Anderson, Anne et al. (1991). The HCRC Map Task Corpus. Language and Speech, 34: 351-366
Beckman, Mary & Kingston, John (1990). Introduction to Kingston and Beckman (eds.), Papers in Laboratory Phonology I, Cambridge: Cambridge University Press, pp. 1-16.
Caspers, Johanneke (2000a). Melodic Characteristics of Backchannels in Dutch Map Task Dialogues. Proceedings of ICLSP, Beijing (no page numbers).
Caspers, Johanneke (2000b). Pitch Accents, Boundary Tones and Turn-taking in Dutch Map Task Dialogues. Proceedings of ICLSP, Beijing (no page numbers).

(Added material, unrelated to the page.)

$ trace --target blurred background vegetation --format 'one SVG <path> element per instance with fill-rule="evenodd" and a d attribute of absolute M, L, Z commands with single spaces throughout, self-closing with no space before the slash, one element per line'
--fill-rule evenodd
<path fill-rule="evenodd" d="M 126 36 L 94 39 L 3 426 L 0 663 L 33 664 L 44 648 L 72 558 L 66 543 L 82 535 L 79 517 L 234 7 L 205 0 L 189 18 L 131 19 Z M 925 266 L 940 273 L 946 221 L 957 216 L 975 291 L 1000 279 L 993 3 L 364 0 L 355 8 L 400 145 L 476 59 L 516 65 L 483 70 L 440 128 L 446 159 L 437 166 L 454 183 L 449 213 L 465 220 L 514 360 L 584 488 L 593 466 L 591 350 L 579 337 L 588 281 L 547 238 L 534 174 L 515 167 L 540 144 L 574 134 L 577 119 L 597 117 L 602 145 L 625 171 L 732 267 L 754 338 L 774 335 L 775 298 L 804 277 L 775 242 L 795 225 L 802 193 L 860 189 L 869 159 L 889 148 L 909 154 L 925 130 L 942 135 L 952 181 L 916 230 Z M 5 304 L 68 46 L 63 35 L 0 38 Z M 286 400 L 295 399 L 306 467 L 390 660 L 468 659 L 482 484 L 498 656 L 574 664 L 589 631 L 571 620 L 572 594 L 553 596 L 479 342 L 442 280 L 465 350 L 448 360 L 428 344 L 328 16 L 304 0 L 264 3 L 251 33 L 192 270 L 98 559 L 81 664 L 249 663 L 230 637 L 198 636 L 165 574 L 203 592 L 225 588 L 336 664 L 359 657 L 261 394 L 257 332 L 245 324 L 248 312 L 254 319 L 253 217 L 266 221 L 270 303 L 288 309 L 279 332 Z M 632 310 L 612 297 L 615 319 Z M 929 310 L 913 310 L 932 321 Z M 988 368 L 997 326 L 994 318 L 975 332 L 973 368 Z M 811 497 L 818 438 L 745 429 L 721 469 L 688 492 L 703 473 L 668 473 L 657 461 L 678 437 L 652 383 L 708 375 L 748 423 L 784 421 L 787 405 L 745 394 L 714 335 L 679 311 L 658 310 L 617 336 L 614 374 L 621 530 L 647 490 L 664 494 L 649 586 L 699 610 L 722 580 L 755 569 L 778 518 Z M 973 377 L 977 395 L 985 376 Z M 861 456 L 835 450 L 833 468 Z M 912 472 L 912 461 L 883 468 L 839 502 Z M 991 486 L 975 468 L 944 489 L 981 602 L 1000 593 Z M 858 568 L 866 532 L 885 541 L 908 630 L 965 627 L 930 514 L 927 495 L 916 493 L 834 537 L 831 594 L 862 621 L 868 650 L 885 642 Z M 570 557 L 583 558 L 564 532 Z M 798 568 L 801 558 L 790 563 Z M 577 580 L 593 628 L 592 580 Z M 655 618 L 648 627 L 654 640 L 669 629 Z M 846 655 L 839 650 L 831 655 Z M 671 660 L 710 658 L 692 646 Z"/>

Caspers, Johanneke (2001). Testing the perceptual relevance of syntactic completion and melodic configuration for turn-taking in Dutch. Proceedings of Eurospeech, Scandinavia, vol. 2, pp 1395-1398.
Grice, Martine, Ladd, D. R. & Arvaniti, Amalia (2000). On the place of phrase accents in intonational phonology. Phonology 17:143-186.
Grice, Martine & Savino, Michelina (1995). Low tone versus "sag" in Bari Italian intonation; a perceptual experiment. Proceedings of ICPhS 13, Stockholm, vol. 4: 658-661.
Monaghan, Alex et al. (2001). Multilingual TTS for Computer Telephony: The Aculab Approach. Proceedings of Eurospeech, Scandinavia, vol. 1, pp. 513-516
Pierrehumbert, Janet, Beckman, Mary, & Ladd. D. R. (2000). Conceptual foundations of phonology as a laboratory science. In N. Burton-Roberts, P. Carr, G. J. Docherty (eds.), Phonological Knowledge: Conceptual and Empirical Issues, Oxford University Press, pp. 273-303.
Prieto, Pilar, van Santen, Jan & Hirschberg, Julia (1995). Tonal alignment patterns in Spanish. Journal of Phonetics 23, 429-451.
Silverman, Kim & Pierrehumbert, Janet (1990). The timing of prenuclear high accents in English. In J. Kingston and M. Beckman (eds.), Papers in Laboratory Phonology I, Cambridge: Cambridge University Press, pp. 72-106.